随后,猛的扭头望向后面,眼神犀利,声音低沉,“谁?”

一阵微风,吹得床上的暖帐轻轻飘荡,油灯忽暗忽明,一切都是正常的状态,无人。

刚才那种不加掩饰的炽热目光也随之消失,仿佛是一种错觉。

任祭不相信是错觉,变得更加警惕,细长的手指飞快地穿好衣服。穿戴整齐地走出屏风。

而姜吟吟在任祭出声时,就悄悄转过身,背对着屏风,坐在桌子的椅子上。在心里默默念叨,色即是空,空即是色,美色误人。

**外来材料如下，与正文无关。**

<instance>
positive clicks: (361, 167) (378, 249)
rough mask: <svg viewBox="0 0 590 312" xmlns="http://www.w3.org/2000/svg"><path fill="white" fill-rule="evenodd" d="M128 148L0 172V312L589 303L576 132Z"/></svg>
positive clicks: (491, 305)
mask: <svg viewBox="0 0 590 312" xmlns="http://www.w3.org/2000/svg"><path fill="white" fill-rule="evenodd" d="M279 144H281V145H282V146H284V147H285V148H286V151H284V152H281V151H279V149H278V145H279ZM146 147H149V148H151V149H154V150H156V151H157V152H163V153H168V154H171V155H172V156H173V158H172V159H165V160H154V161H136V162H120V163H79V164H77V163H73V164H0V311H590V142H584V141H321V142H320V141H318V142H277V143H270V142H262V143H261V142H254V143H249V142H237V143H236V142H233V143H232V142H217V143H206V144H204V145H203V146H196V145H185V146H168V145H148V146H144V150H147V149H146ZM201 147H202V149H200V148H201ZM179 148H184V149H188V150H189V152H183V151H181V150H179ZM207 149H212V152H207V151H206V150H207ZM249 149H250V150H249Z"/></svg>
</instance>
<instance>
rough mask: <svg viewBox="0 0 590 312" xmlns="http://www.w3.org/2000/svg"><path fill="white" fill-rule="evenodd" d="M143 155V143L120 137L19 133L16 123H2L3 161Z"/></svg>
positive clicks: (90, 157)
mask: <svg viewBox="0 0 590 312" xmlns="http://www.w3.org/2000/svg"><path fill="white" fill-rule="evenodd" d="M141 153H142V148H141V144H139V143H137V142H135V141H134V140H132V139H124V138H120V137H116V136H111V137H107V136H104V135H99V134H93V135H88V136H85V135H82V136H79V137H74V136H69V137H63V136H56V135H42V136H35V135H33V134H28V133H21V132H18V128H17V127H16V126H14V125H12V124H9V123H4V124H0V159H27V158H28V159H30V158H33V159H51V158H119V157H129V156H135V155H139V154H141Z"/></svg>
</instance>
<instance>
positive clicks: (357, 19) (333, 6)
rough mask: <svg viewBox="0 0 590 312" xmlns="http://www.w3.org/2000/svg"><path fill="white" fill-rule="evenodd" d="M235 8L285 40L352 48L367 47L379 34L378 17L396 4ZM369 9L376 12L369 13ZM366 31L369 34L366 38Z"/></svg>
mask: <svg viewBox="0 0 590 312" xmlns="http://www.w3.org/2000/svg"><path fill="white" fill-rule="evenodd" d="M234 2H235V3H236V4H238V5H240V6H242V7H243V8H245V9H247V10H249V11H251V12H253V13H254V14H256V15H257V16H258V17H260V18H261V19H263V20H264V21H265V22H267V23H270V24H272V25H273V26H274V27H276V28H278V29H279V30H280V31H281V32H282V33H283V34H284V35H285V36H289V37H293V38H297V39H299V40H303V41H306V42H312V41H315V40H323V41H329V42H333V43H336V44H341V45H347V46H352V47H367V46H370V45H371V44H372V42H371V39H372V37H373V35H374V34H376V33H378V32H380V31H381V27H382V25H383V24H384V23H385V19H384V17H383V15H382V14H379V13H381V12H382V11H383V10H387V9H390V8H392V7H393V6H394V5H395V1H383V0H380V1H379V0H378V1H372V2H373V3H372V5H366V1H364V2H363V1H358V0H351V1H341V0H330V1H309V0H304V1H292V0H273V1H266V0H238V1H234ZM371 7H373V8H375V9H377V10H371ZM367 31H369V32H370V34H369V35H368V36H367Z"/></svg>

随后,她脚步紧紧地跟在任祭的身后,认真地观察着他的言行,试图找出一些有用的信息。

任祭走出来,站在屏风前,透过屏风往他沐浴的地方看。就是这种感觉,在背后被人盯着的不适感觉又来了。

他眼神冰冷,倏地转头往后看。

身后的姜吟吟还在震惊他的敏锐,竟然准确无误地站在了自己刚才所站的位置。还没缓过神,一个宽阔的胸膛就出现在了自己的面前。

她抬头一看,竟意外与任祭的目光相对,四目相对。

良久,在她以为自己被发现的时候,任祭又若无其事地从自己的面前走过,长腿一迈,躺在床上,“药罐。”

药罐应声,收拾浴桶,正要离开之时。

任祭唤住要离开的药罐:“明日,留下,买下她隔壁的房子,你打点好。”

药罐:!!!爷终于开窍了,爷有救了。

姜吟吟:???你想干什么?

药罐一颗老母亲的心,流下了欣慰的泪水,“好,药罐明日一早就去准备,爷早点休息。”